Code: (json) [Select]

[
    {node: 'text', value: 'Hello Emanuele,'},
    {node: 'new line'},
    {node: 'empty line'},
    {node: 'text', value: 'I am writing you to tell you about my new site: '},
    {node: 'tag', value: 'url',
        attr: [{node: 'url', value: 'https://www.elkarte.net'}],
        children: [{node: 'text', value: 'ElkArte'}]
    },
    {node: 'text', value: '. I added a lot of features: '},
    {node: 'new line'},
    // Maybe the parser should make this a new list?
    {node: 'itemcode', value: '*',
        children: [{node: 'text', value: 'create new posts'}]
    },
    {node: 'new line'},
    {node: 'itemcode', value: '*',
        children: [{node: 'text', value: 'two-factor authentication'}]
    },
    {node: 'new line'},
    {node: 'itemcode', value: '*',
        children: [
            {node: 'text', value: 'bbc parsing '},
            {node: 'tag', value: 'i', children: [
                {node: 'text', 'value': 'we\'re going to call this ForumML or '},
                {node: 'tag', value: 'b', children: [{node: 'text', 'value': 'FML'}]},
                {node: 'emoji', 'value': ':D'},
            ]}
        ]
    },
    {node: 'new line'},
    {node: 'empty line'},
    {node: 'text', value: 'ttyl,'},
    {node: 'new line'},
    {node: 'text', value: 'Josh'},
    {node: 'new line'},
    {node: 'tag', value: 'url',
        attr: [{node: 'url', value: 'https://www.github.com/joshuaadickerson'}],
        children: [{node: 'text', value: 'https://www.github.com/joshuaadickerson'}]
    }
]

I'm sure there's a lot that can be done to make that smaller and maybe make it faster, but I did this in this reply window and I'm not an expert.
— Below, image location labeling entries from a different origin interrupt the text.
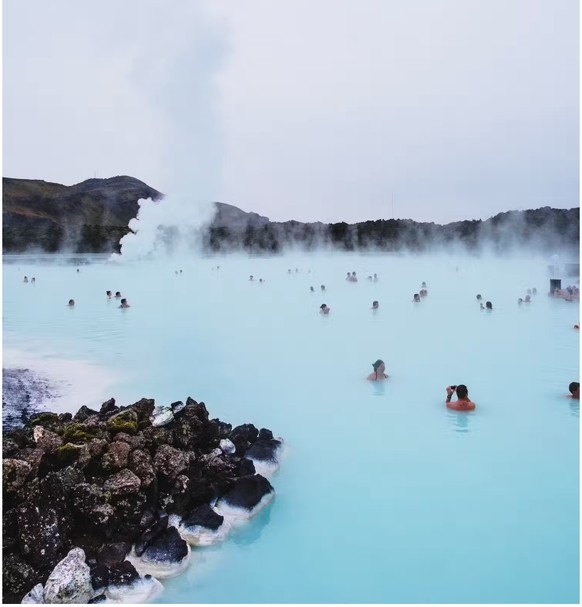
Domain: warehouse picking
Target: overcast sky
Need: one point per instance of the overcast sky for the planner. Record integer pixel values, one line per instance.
(301, 109)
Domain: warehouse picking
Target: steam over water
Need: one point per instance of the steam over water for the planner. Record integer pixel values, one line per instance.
(383, 494)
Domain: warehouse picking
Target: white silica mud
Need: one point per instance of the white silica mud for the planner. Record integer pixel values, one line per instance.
(198, 535)
(450, 507)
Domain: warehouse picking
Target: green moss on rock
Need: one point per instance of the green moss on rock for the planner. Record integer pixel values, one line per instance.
(79, 433)
(67, 453)
(118, 424)
(45, 419)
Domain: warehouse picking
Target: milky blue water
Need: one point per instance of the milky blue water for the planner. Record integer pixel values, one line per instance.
(383, 495)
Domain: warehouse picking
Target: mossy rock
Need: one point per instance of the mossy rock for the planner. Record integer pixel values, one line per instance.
(117, 424)
(80, 433)
(67, 453)
(46, 420)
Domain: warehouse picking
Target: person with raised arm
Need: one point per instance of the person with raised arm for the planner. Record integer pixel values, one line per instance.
(463, 402)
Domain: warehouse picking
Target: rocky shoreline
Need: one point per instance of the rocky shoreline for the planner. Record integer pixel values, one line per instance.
(101, 505)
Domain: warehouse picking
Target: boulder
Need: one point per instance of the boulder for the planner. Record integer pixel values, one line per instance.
(204, 516)
(159, 525)
(46, 440)
(18, 577)
(135, 442)
(243, 437)
(70, 580)
(100, 598)
(227, 446)
(222, 429)
(44, 521)
(162, 416)
(247, 493)
(35, 596)
(9, 530)
(14, 474)
(83, 413)
(122, 483)
(108, 407)
(90, 502)
(122, 573)
(113, 553)
(140, 463)
(177, 407)
(143, 408)
(169, 461)
(166, 556)
(116, 457)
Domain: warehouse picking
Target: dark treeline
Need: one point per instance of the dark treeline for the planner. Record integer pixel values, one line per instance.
(92, 217)
(545, 229)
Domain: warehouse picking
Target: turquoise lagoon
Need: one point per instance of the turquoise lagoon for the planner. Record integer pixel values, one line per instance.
(383, 495)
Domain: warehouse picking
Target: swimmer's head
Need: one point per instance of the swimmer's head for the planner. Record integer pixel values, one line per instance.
(462, 391)
(378, 365)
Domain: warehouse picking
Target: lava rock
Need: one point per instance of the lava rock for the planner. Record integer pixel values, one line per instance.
(140, 463)
(83, 413)
(122, 483)
(167, 547)
(204, 516)
(35, 596)
(243, 437)
(113, 554)
(247, 492)
(46, 440)
(123, 573)
(90, 502)
(14, 474)
(116, 457)
(70, 580)
(18, 577)
(108, 407)
(169, 461)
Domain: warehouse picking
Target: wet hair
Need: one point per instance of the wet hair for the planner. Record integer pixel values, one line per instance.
(462, 391)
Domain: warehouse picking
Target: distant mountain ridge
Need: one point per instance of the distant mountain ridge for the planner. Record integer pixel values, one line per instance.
(93, 216)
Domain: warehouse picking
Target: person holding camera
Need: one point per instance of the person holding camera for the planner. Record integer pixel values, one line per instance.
(463, 403)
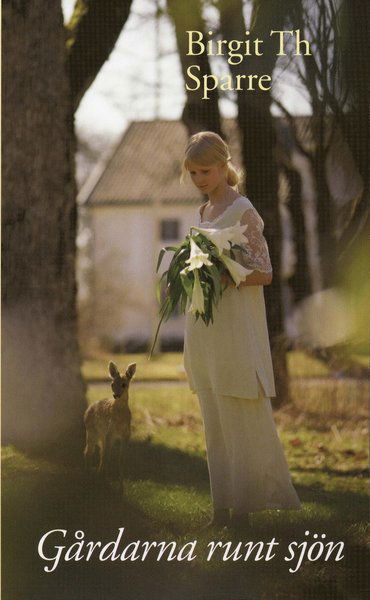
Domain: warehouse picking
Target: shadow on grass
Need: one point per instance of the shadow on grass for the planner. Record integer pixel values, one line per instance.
(39, 496)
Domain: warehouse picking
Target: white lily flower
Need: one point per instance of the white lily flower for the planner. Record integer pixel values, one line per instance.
(221, 237)
(237, 271)
(198, 258)
(197, 300)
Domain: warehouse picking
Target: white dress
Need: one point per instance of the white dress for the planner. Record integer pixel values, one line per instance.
(229, 366)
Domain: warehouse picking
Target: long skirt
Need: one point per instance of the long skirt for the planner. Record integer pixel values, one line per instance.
(247, 468)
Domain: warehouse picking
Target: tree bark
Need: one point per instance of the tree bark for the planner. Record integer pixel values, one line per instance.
(258, 148)
(92, 33)
(43, 392)
(355, 51)
(198, 114)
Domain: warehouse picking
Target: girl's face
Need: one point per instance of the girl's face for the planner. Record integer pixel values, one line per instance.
(207, 178)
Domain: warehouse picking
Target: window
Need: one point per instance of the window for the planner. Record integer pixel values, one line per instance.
(170, 229)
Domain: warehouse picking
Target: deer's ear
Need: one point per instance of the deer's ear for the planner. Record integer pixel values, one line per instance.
(113, 371)
(130, 371)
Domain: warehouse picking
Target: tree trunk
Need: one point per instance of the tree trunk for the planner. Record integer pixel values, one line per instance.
(299, 281)
(198, 114)
(356, 49)
(43, 392)
(258, 147)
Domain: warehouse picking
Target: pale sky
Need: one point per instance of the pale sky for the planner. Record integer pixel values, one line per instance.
(125, 89)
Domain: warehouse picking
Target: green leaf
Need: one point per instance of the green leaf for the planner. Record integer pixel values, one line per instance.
(187, 283)
(240, 248)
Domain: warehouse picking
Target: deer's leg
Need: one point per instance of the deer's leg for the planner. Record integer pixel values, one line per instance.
(102, 457)
(89, 451)
(122, 458)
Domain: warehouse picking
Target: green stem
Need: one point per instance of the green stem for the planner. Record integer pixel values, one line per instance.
(155, 337)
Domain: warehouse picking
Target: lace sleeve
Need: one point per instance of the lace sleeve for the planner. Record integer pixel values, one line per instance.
(256, 256)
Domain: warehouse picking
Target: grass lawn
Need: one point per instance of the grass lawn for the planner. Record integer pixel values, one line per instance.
(169, 366)
(166, 497)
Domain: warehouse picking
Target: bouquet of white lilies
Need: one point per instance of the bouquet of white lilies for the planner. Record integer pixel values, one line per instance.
(195, 273)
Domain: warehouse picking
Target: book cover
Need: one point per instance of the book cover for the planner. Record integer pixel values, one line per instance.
(99, 101)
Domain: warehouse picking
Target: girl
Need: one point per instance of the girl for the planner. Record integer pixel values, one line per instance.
(228, 363)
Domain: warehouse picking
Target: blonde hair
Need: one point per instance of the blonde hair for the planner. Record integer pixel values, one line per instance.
(207, 148)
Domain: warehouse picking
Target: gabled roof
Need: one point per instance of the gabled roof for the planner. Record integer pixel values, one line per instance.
(145, 167)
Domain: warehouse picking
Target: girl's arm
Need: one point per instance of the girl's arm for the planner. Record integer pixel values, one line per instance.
(257, 255)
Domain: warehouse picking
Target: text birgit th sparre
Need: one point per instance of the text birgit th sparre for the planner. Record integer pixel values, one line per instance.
(236, 51)
(58, 545)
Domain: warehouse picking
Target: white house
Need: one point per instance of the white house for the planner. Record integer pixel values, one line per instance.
(136, 205)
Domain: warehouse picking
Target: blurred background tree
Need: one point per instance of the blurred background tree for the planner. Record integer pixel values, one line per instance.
(43, 392)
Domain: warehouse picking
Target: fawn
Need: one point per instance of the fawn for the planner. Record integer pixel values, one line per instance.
(109, 420)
Baby steps.

I'll leave that there for now and work on a formatter for ForumML next.

Re: BBC Parsing

Reply #178 – February 11, 2017, 04:23:11 pm

Just for reference, I did a quick google search https://www.google.com/search?q=bbcode+lexer+php
Some code:
http://nbbc.sourceforge.net/
https://github.com/codeconsortium/CCDNComponentBBCode
https://packagist.org/search/?tags=lexer
a presentation:
http://www.slideshare.net/auroraeosrose/lexing-and-parsing

Re: BBC Parsing

Reply #179 – February 11, 2017, 04:48:40 pm

I'm not really sure what's best. There's some lexers out there for markdown that I might look into. Or, I might just skip the research part and adopt what's there now to create a tree.

I think a big change is to make the editor do a lot more. For instance, smileys should be input with a smiley/emoji tag. Then the parser could add/remove that. Something like:

Code: [Select]

// Tag added with the "preparser"
[emoji preparsed=1]:D[/emoji]
// Tag added by the user
[emoji]:D[/emoji]

Same goes for autolink. It would add the url tags around the url when you submit. It would add a flag that represents it was added by the parser so if the autolink was inside of a tag that shouldn't create a link from the url, it would just remove that.

Since this represent a larger size for the messages table, I think the messages should be compressed. Not the AST since that's getting pulled constantly and we don't want to have it use more CPU. The admin would have the option to choose which compression algorithm to choose but what it was actually compressed with would be determined by the message. Then admins can change compression algorithms without having to recompress their entire database at once.

Same would go for the serializer for the AST. It should be intelligent about what method is used to serialize. Most likely one of JSON, igbinary, PHP.